Si on m'avait dit un jour que deux de mes petits-enfants verraient le jour en pleine pandémie, j'aurais été terrifiée. Et pourtant non, le bonheur de ces naissances reste intact.
Tu es belle comme un coeur et tu es encore plus zen que ta maman bébé. Elle-même a dû mal y croire, tant elle a vécu ces neuf mois en mode stress. Il faut croire que tu n'as rien d'une éponge. Ou que neuf mois passés en télétravail sont finalement bénéfiques si l'on exclut la période où il a fallu cumuler à la maison boulot-école-cantine-garderie et plus si affinités.

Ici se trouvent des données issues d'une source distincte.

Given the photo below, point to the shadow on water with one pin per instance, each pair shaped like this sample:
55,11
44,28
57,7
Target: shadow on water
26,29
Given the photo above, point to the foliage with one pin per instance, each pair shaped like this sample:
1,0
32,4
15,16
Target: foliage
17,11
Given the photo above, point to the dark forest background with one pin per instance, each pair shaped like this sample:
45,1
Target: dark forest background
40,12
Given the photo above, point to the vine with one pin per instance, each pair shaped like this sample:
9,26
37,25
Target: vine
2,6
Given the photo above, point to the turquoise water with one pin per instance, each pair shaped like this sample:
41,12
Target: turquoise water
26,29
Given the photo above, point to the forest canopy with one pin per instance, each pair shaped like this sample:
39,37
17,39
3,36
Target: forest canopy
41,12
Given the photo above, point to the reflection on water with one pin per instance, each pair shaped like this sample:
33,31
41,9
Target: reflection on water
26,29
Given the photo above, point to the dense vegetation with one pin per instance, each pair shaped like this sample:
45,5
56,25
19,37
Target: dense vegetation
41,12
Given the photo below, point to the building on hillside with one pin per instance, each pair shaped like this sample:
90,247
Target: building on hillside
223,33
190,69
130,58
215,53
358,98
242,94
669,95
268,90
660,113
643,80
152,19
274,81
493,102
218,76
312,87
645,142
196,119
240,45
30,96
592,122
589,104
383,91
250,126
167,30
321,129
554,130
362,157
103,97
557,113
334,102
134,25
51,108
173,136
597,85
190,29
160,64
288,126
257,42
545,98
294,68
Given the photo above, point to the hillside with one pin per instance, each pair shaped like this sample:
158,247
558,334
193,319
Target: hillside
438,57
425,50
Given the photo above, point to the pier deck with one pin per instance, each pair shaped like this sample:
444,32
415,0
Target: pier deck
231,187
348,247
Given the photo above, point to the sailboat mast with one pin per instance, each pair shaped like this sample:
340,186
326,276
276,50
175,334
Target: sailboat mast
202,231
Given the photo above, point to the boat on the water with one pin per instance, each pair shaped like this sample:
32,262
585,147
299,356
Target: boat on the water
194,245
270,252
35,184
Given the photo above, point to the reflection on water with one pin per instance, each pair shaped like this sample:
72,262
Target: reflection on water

Il faudra quand même qu'on te raconte, ma poupée jolie, que ta maman a dû partir à la maternité en pleine nuit et que bien entendu, Nonno et moi avons bravé le couvre-feu pour venir garder ta grande soeur. Et que bien entendu, la surréaliste maréchaussée bruxelloise n'a pas manqué de nous remarquer, nous les deux sexagénaires masqués seuls dans la ville. Et que bien entendu, elle n'a pas voulu accepter notre excuse on ne peut plus valable - mais peut-être pas prévue dans leur liste ad hoc - pour contrevenir à la règle. Dans un dernier sursaut de bon sens - ou peut-être l'information ayant enfin trouvé le neurone assoupi -, l'agent fatigué nous a accordé un laisser-passer jusqu'à ta future maison.
Tu peux être sûre, ma Lémoni, que l'âge aidant, on te resservira l'histoire à chaque anniversaire, mais si jamais Alzheimer nous rattrape avant ou si, pire encore, tous les anniversaires à venir seront limités à deux participants maximum, il te restera ce billet pour te souvenir de l'anecdote.